All of the reviewers were impressed with the technical prowess of your experiments. Inner ear proteomics is not for the faint of heart.

Reviewer #1

Barr-Gillespie and colleagues have pioneered a proteomics approach to understand the molecular composition of the hair-cell stereocilia. Until now, this has revealed the total proteome but not discrete molecular complexes.

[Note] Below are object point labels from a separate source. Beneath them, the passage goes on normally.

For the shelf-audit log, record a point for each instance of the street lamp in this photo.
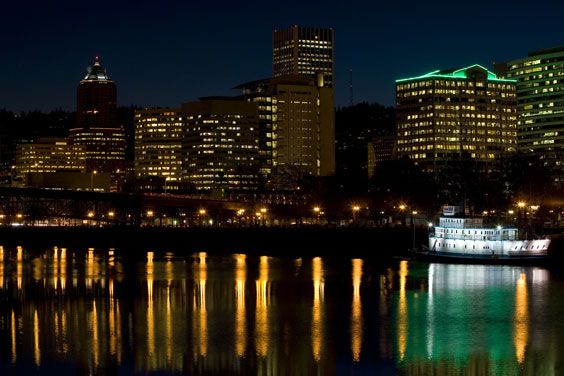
(92, 179)
(402, 209)
(521, 205)
(356, 209)
(166, 180)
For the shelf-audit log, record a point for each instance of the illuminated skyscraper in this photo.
(221, 144)
(158, 143)
(304, 51)
(47, 155)
(540, 94)
(296, 123)
(97, 128)
(456, 114)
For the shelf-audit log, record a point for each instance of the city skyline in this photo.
(173, 55)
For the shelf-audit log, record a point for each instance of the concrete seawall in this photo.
(304, 241)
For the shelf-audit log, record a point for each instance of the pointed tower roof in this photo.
(96, 72)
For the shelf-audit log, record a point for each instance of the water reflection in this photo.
(100, 311)
(317, 311)
(356, 312)
(262, 335)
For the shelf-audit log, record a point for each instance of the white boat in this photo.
(467, 237)
(464, 237)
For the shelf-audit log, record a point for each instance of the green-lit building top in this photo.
(462, 73)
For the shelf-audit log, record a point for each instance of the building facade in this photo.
(458, 114)
(304, 51)
(97, 128)
(158, 144)
(220, 144)
(105, 147)
(380, 149)
(48, 155)
(540, 94)
(297, 126)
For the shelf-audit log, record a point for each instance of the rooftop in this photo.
(461, 73)
(96, 72)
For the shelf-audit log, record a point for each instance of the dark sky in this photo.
(164, 53)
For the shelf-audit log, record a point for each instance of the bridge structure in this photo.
(71, 207)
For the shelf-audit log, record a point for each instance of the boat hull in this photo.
(457, 258)
(489, 248)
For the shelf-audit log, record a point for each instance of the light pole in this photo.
(263, 211)
(402, 209)
(92, 179)
(356, 208)
(317, 210)
(521, 205)
(166, 180)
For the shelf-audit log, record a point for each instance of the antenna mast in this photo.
(351, 100)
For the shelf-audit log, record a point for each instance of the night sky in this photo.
(164, 53)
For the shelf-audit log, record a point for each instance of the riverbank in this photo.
(320, 241)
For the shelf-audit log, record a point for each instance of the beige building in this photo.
(456, 114)
(540, 91)
(48, 155)
(297, 123)
(304, 51)
(221, 144)
(380, 149)
(158, 144)
(104, 147)
(96, 126)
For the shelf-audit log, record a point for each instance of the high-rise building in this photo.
(220, 144)
(380, 149)
(158, 143)
(540, 94)
(305, 51)
(456, 114)
(47, 155)
(97, 128)
(296, 126)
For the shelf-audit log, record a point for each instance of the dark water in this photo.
(65, 311)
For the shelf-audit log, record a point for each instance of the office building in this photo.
(305, 51)
(540, 94)
(158, 144)
(48, 155)
(97, 128)
(220, 144)
(297, 126)
(380, 149)
(457, 114)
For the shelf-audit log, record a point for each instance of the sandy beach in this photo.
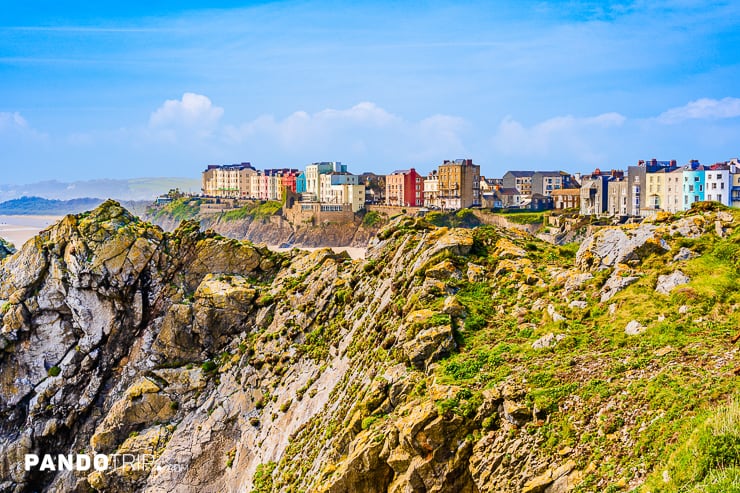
(19, 229)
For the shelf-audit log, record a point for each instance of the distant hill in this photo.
(53, 207)
(39, 205)
(121, 190)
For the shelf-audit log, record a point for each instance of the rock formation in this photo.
(447, 360)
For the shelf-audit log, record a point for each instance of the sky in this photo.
(137, 89)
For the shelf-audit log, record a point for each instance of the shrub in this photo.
(372, 218)
(262, 480)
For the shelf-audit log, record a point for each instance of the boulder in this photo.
(515, 413)
(611, 246)
(554, 315)
(443, 271)
(548, 340)
(634, 328)
(429, 345)
(6, 249)
(616, 282)
(668, 282)
(684, 254)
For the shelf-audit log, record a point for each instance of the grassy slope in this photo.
(622, 403)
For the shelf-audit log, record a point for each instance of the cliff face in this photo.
(276, 230)
(448, 360)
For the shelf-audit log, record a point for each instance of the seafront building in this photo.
(649, 187)
(459, 184)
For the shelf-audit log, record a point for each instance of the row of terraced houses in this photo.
(641, 190)
(453, 185)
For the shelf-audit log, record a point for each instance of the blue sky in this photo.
(165, 88)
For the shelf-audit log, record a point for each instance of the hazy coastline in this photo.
(18, 229)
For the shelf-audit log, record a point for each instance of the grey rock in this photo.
(611, 246)
(576, 281)
(554, 315)
(684, 254)
(430, 345)
(548, 340)
(634, 328)
(669, 282)
(616, 282)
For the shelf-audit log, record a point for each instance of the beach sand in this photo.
(354, 252)
(19, 229)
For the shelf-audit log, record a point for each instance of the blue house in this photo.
(300, 183)
(694, 184)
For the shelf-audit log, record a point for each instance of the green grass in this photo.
(372, 218)
(180, 209)
(253, 211)
(262, 481)
(525, 217)
(707, 458)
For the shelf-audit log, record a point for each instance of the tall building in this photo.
(595, 191)
(300, 183)
(544, 182)
(374, 187)
(693, 184)
(521, 180)
(404, 188)
(230, 181)
(328, 181)
(314, 170)
(459, 184)
(718, 181)
(431, 190)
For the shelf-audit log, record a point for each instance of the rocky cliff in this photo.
(276, 230)
(448, 360)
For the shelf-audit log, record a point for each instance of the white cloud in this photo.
(9, 121)
(361, 131)
(567, 137)
(704, 108)
(193, 111)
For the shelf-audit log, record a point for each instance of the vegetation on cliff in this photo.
(256, 210)
(449, 359)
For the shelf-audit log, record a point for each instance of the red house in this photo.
(404, 188)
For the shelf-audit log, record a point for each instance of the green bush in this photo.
(372, 218)
(262, 481)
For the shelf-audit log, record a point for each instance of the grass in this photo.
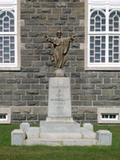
(8, 152)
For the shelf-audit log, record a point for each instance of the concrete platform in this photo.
(61, 142)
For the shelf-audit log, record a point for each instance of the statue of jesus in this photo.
(60, 49)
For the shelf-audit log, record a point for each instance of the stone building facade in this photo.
(26, 90)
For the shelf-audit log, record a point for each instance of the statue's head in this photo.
(59, 34)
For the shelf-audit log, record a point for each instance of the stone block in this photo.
(104, 137)
(33, 132)
(17, 137)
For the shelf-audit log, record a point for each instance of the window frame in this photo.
(98, 5)
(7, 4)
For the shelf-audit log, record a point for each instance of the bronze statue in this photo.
(60, 49)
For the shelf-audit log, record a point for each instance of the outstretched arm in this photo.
(49, 39)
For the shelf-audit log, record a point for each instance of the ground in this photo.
(8, 152)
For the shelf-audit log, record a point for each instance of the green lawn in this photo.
(8, 152)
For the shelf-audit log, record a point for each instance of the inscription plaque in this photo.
(59, 103)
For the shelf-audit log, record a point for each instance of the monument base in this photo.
(59, 127)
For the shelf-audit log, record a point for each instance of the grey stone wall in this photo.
(29, 86)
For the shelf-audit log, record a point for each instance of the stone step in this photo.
(61, 142)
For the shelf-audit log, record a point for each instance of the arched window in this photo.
(7, 21)
(97, 21)
(103, 35)
(9, 52)
(114, 21)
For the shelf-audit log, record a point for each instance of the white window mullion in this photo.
(107, 36)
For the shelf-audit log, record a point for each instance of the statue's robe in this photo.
(60, 50)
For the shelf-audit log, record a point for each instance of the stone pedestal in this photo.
(59, 127)
(59, 123)
(59, 102)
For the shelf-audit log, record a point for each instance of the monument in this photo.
(59, 128)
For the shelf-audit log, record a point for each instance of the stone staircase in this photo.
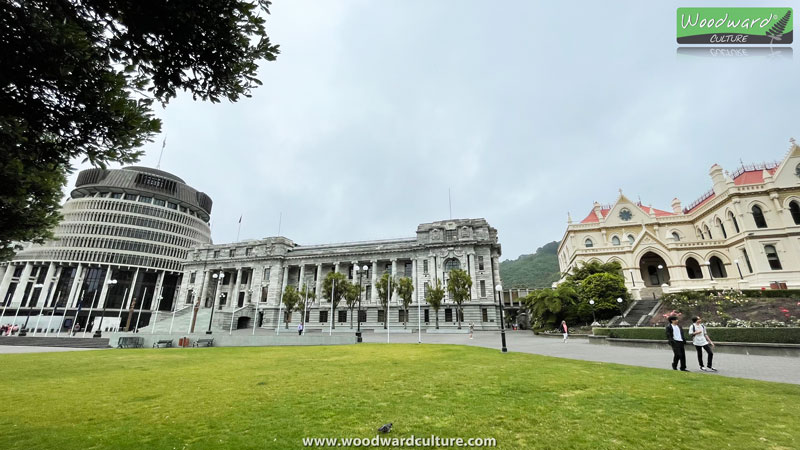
(69, 342)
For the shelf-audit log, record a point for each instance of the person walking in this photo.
(702, 342)
(677, 342)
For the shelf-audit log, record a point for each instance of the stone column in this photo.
(19, 293)
(373, 279)
(104, 289)
(74, 291)
(48, 280)
(318, 288)
(10, 268)
(394, 278)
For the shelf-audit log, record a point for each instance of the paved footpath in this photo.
(784, 369)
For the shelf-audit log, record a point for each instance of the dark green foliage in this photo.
(538, 270)
(763, 335)
(79, 80)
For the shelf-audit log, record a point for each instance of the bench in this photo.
(163, 342)
(130, 342)
(204, 343)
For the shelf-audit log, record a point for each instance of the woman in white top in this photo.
(701, 341)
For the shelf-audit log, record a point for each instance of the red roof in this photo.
(752, 176)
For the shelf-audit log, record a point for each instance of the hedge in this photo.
(761, 335)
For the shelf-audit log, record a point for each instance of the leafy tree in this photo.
(604, 289)
(80, 78)
(337, 283)
(459, 284)
(352, 294)
(385, 287)
(405, 290)
(291, 298)
(434, 298)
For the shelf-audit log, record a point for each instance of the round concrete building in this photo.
(118, 252)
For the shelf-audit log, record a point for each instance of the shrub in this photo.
(761, 335)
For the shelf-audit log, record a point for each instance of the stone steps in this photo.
(69, 342)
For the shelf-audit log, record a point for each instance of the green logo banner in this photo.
(735, 26)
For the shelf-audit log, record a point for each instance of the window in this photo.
(732, 218)
(693, 270)
(794, 208)
(717, 268)
(758, 217)
(722, 228)
(772, 257)
(747, 261)
(451, 264)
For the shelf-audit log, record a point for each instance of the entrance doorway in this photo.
(653, 269)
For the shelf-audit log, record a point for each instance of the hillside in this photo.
(538, 270)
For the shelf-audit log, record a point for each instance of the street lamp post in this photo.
(99, 331)
(499, 290)
(24, 330)
(219, 277)
(360, 272)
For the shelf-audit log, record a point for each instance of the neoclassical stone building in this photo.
(121, 244)
(244, 281)
(743, 233)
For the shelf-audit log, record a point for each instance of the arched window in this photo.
(758, 217)
(772, 257)
(717, 268)
(733, 219)
(722, 228)
(693, 269)
(451, 264)
(794, 208)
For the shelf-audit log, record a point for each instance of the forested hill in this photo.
(538, 270)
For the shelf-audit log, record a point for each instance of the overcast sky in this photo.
(525, 111)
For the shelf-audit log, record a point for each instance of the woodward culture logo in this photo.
(735, 26)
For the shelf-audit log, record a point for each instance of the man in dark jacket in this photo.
(677, 342)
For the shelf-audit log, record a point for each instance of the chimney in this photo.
(676, 206)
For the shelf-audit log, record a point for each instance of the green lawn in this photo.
(273, 397)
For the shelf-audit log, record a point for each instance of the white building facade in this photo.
(244, 282)
(743, 233)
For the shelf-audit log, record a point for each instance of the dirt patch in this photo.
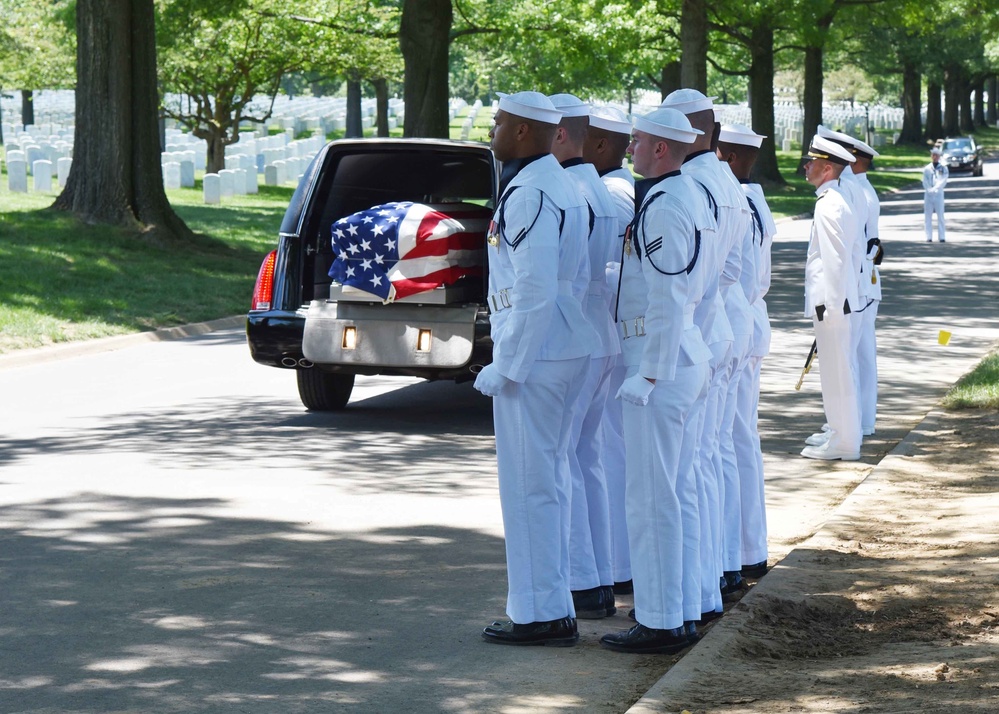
(893, 608)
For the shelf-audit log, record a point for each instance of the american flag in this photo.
(395, 250)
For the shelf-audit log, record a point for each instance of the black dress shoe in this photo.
(553, 633)
(594, 603)
(624, 587)
(733, 587)
(690, 629)
(754, 571)
(707, 617)
(644, 640)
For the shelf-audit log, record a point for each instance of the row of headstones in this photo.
(466, 126)
(41, 173)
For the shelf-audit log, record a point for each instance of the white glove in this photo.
(612, 274)
(490, 382)
(636, 390)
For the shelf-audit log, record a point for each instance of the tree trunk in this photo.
(934, 116)
(966, 121)
(215, 158)
(812, 100)
(670, 79)
(694, 45)
(27, 107)
(424, 39)
(991, 115)
(354, 128)
(381, 104)
(116, 176)
(952, 101)
(979, 111)
(912, 122)
(761, 91)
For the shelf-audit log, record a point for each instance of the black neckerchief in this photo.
(513, 167)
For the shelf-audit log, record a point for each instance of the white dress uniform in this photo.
(831, 289)
(746, 430)
(590, 557)
(717, 445)
(620, 184)
(656, 307)
(870, 298)
(934, 180)
(538, 278)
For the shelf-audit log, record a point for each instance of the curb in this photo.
(719, 641)
(67, 350)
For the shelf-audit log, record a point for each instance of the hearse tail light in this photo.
(263, 291)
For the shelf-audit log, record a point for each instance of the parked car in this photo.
(327, 331)
(961, 154)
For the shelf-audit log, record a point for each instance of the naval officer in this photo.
(538, 277)
(830, 296)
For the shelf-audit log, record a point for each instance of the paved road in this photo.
(178, 535)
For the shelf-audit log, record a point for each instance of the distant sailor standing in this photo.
(830, 296)
(607, 140)
(667, 373)
(935, 176)
(538, 277)
(590, 573)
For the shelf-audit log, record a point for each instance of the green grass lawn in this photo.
(61, 280)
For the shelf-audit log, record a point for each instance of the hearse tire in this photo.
(324, 391)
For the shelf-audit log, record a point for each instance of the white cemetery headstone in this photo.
(212, 187)
(62, 170)
(187, 173)
(171, 175)
(17, 175)
(239, 182)
(226, 181)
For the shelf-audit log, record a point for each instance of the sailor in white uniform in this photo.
(716, 446)
(738, 146)
(538, 277)
(590, 572)
(935, 176)
(830, 296)
(607, 140)
(869, 288)
(667, 372)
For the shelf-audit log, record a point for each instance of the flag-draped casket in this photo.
(394, 250)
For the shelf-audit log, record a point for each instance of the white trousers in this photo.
(653, 444)
(708, 468)
(749, 455)
(614, 467)
(839, 394)
(933, 203)
(532, 421)
(867, 364)
(589, 522)
(731, 491)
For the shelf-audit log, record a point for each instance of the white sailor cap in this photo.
(740, 134)
(530, 105)
(687, 101)
(610, 119)
(823, 148)
(668, 124)
(852, 143)
(570, 105)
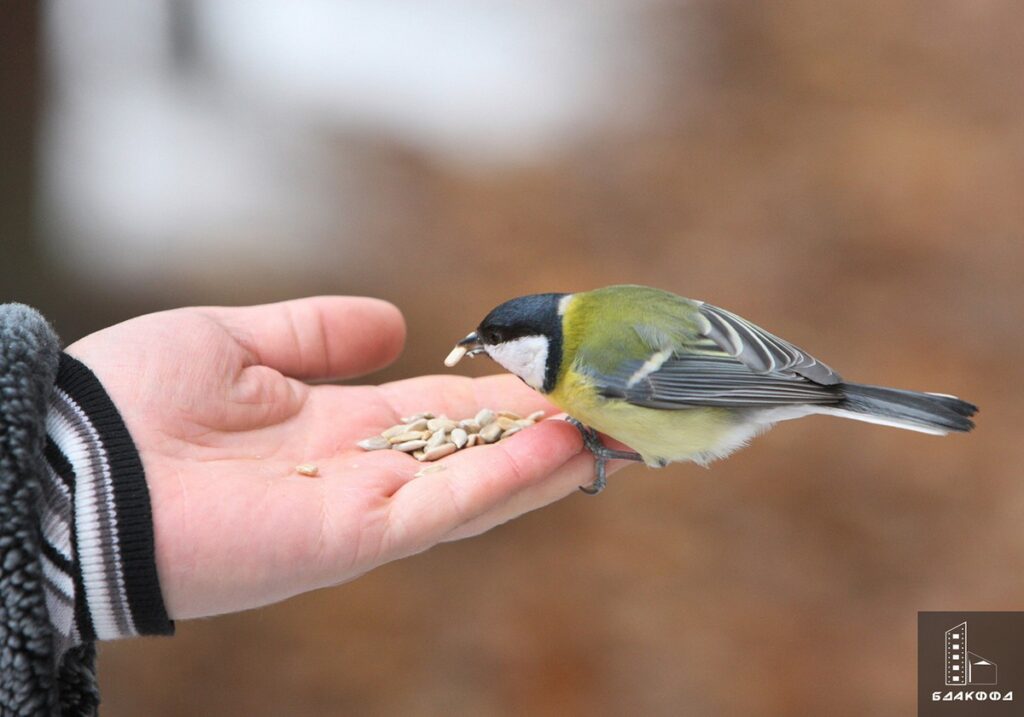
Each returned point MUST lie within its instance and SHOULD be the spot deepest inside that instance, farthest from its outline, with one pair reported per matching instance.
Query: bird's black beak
(468, 346)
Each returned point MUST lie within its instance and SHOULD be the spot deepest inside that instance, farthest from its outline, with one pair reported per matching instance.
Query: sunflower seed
(489, 433)
(441, 423)
(436, 439)
(459, 437)
(393, 431)
(375, 443)
(439, 452)
(456, 355)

Here, they use a purification protocol to cross-link proteins, pull down membranes with an antibody to an abundant membrane protein, and then specifically isolate proteins associated with MYO7A using a secondary immunoprecipitation. The paper illustrates the power of the method, but also how very difficult it is to do biochemistry at this scale. Even if few will have the courage to follow this path, the paper is an important contribution both to the technology and to the specific molecular understanding of stereocilia. As submitted, the paper is very complete with only few areas for polishing.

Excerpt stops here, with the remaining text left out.